Using the common EE definition for Fourier Transform:

$$ X(f) \triangleq \mathscr{F} \Big\{ x(t) \Big\} \triangleq \int\limits_{-\infty}^{+\infty} x(t) \, e^{-i 2 \pi f t} \ \mathrm{d}t $$

and inverse:

$$ x(t) \triangleq \mathscr{F}^{-1} \Big\{ X(f) \Big\} = \int\limits_{-\infty}^{+\infty} X(f) \, e^{+i 2 \pi f t} \ \mathrm{d}f $$

A generalized chirp signal would look like:

$$\begin{align} x(t) &\triangleq e^{-\pi \alpha t^2} \, e^{i \pi \beta t^2} \, e^{i 2 \pi \mathcal{F} t } e^{2 \pi \lambda t } \\ &= e^{-\pi (\alpha - i\beta) t^2} e^{i 2 \pi (\mathcal{F}-i\lambda) t } \\ &= e^{-\pi (\sqrt{\alpha - i\beta} \, t)^2} e^{i 2 \pi (\mathcal{F}-i\lambda) t } \\ &= e^{-\pi \mathcal{F}^2} e^{-\pi (\sqrt{\alpha - i\beta} \, t - i(\mathcal{F}-i\lambda))^2} \\ &= e^{-\pi \mathcal{F}^2} e^{-\pi (\sqrt{\alpha - i\beta} \, t - i\mathcal{F}-\lambda))^2} \\ \end{align}$$

and have Fourier Transform:

$$ X(f) = \frac{1}{\sqrt{\alpha - i\beta}} \, e^{- \pi (f-\mathcal{F}+i\lambda)^2/(\alpha - i\beta)} $$

The effective width of the Gaussian window is proportional to $\frac{1}{\sqrt{\alpha}}$ (what the constant of proportionality is maybe debated). $\beta$ is the sweep rate, $\mathcal{F}$ is the instantaneous frequency of the chirp at the center of the window, and $\lambda$ is an amplitude ramp rate parameter (for small $\lambda$, then $e^{2 \pi \lambda t} \approx 1+2\pi\lambda t$ for all $t$ where the Gaussian window is not extremely close to zero.

Now let's not worry too much about causal filters for the moment.

You want your matched filter to really light up at $t=0$ when your chirp is input. The output of the matched filter is:

$$ y(t) = \int\limits_{-\infty}^{\infty} h(u) x(t-u) \ \mathrm{d}u $$

At $t=0$ it's

$$ y(0) = \int\limits_{-\infty}^{\infty} h(u) x(-u) \ \mathrm{d}u $$

I think you want $h(u)$ and $x(-u)$ to be complex conjugates at that time $t=0$.

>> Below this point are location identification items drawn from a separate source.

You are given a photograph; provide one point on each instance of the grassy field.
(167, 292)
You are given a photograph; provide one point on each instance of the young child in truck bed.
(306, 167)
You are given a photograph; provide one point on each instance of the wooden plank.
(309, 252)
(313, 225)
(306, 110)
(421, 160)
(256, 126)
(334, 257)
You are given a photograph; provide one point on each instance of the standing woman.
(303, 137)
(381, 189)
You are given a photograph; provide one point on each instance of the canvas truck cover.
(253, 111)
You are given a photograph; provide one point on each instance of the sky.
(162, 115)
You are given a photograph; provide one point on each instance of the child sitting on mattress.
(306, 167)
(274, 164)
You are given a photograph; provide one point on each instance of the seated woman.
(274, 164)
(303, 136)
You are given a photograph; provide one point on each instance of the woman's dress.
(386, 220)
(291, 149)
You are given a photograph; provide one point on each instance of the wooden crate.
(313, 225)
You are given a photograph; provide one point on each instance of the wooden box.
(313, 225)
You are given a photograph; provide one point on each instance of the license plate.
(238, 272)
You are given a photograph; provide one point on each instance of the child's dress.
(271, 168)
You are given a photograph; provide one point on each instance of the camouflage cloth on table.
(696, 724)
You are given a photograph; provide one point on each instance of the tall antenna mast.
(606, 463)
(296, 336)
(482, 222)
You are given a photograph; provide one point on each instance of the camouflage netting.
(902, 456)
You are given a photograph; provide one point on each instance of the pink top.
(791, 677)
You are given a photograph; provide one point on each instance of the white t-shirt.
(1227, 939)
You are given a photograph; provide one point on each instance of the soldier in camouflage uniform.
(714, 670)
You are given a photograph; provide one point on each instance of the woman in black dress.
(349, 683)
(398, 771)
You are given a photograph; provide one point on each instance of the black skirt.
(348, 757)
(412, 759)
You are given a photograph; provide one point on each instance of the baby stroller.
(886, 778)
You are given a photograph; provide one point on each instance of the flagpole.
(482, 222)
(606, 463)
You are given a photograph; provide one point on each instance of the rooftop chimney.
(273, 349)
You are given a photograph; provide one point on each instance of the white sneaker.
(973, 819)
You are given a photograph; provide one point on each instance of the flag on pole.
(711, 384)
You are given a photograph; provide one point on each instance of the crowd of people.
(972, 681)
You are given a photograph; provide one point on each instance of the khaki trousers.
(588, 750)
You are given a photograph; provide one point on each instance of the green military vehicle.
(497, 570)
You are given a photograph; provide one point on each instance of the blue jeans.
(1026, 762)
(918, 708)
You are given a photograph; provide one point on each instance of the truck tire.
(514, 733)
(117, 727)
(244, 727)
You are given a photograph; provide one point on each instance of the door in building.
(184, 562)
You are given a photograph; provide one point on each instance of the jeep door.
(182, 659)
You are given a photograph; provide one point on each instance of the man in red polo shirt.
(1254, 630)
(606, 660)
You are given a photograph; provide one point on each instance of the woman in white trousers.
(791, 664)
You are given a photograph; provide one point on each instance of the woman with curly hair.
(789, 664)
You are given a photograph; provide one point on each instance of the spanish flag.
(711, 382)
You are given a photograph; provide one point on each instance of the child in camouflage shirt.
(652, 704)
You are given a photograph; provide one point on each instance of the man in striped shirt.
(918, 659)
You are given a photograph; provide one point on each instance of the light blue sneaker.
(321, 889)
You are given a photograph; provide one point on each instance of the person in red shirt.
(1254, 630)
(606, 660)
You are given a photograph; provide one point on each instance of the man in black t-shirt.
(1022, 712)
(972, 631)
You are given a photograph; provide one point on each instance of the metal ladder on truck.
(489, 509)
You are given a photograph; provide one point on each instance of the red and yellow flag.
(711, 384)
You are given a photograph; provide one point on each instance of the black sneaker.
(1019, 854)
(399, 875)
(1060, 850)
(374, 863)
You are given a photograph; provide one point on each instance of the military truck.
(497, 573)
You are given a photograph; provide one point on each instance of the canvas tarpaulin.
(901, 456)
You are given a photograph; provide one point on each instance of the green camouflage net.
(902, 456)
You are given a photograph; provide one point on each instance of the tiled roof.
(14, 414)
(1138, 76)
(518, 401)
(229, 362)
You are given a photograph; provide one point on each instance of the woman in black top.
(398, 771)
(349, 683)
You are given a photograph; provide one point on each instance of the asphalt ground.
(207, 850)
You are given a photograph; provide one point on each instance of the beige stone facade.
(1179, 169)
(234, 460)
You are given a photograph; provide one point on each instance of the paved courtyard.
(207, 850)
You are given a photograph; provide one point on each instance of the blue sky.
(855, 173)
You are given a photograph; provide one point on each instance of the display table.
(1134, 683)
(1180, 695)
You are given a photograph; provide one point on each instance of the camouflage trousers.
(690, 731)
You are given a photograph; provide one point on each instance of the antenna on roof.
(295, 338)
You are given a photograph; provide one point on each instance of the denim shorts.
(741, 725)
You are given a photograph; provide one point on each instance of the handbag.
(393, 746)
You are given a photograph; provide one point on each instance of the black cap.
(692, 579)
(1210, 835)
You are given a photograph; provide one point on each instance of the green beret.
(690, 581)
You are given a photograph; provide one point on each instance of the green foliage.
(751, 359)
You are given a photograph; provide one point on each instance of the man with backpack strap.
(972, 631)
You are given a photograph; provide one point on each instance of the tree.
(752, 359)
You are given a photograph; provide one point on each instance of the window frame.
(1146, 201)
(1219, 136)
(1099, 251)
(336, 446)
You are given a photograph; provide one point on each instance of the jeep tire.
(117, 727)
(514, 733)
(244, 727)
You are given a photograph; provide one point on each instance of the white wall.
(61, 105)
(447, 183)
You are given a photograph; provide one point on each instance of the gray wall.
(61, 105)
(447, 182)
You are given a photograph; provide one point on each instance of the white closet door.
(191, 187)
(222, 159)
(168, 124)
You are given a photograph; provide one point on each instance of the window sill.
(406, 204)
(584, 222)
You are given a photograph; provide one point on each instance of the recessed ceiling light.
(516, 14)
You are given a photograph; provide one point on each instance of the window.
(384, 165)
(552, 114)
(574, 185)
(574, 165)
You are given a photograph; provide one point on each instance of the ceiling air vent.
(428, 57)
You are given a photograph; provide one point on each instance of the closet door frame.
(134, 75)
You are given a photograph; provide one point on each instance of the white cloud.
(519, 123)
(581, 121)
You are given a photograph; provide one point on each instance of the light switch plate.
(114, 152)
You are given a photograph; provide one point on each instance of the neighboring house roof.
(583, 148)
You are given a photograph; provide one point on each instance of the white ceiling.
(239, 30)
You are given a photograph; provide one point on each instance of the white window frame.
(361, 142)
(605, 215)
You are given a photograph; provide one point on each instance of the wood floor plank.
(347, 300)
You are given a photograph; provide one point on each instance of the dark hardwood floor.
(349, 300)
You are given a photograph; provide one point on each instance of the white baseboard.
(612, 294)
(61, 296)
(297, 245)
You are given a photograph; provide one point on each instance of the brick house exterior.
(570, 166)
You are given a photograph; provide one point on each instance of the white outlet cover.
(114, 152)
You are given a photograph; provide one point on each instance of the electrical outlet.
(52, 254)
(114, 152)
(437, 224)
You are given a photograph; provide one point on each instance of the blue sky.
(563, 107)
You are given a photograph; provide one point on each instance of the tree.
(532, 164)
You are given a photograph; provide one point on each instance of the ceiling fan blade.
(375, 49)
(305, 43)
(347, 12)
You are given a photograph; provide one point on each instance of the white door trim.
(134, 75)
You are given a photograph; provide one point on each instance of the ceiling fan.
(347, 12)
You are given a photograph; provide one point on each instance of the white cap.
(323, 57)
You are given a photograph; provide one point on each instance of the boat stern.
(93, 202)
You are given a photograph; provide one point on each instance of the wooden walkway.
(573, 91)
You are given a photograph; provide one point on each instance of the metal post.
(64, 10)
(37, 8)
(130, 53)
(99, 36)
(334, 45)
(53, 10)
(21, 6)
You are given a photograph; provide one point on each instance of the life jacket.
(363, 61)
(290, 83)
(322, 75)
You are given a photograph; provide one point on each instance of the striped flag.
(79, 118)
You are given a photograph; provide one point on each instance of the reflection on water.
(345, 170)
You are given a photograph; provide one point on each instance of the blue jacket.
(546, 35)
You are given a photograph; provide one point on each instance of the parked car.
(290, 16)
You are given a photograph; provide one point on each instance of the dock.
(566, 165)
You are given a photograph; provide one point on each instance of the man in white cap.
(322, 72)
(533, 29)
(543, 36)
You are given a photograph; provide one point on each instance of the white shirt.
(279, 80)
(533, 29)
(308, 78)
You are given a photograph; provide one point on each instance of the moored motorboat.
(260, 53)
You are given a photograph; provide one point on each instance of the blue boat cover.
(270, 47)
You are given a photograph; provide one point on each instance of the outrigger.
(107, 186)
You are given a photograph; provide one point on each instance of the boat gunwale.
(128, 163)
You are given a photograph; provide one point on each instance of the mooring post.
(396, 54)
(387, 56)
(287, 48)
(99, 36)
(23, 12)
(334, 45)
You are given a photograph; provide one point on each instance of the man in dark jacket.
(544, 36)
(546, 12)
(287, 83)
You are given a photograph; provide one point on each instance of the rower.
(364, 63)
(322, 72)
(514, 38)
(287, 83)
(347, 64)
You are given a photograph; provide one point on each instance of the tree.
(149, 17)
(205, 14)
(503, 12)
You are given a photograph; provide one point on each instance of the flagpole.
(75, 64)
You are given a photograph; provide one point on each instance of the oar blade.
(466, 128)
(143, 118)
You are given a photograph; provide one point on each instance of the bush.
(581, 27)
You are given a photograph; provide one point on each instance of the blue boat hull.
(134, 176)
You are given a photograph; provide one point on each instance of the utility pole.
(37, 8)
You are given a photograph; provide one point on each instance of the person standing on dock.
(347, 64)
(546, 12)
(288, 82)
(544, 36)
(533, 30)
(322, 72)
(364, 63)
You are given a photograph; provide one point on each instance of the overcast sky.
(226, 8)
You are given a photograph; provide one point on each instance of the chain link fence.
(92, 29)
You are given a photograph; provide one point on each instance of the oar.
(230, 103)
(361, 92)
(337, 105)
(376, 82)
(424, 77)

$$\begin{align} x(-t) &= e^{-\pi \alpha t^2} \, e^{i \pi \beta t^2} \, e^{-i 2 \pi \mathcal{F} t } e^{-2 \pi \lambda t } \\ \\ h(t) = x^*(-t) &= e^{-\pi \alpha t^2} \, e^{-i \pi \beta t^2} \, e^{i 2 \pi \mathcal{F} t } e^{-2 \pi \lambda t } \\ \end{align} $$

So the impulse response of the matched filter will be the same as the chirp, with the same gaussian window of the same width and the same frequency $\mathcal{F}$ in the center of the window. But $h(t)$ has the opposite sweep rate, if $x(t)$ is chirping up, then $h(t)$ is chirping down. And the ramp rate $\lambda$ is also negated. If $x(t)$ is tilted ramping up, then $h(t)$ is tilted ramping down.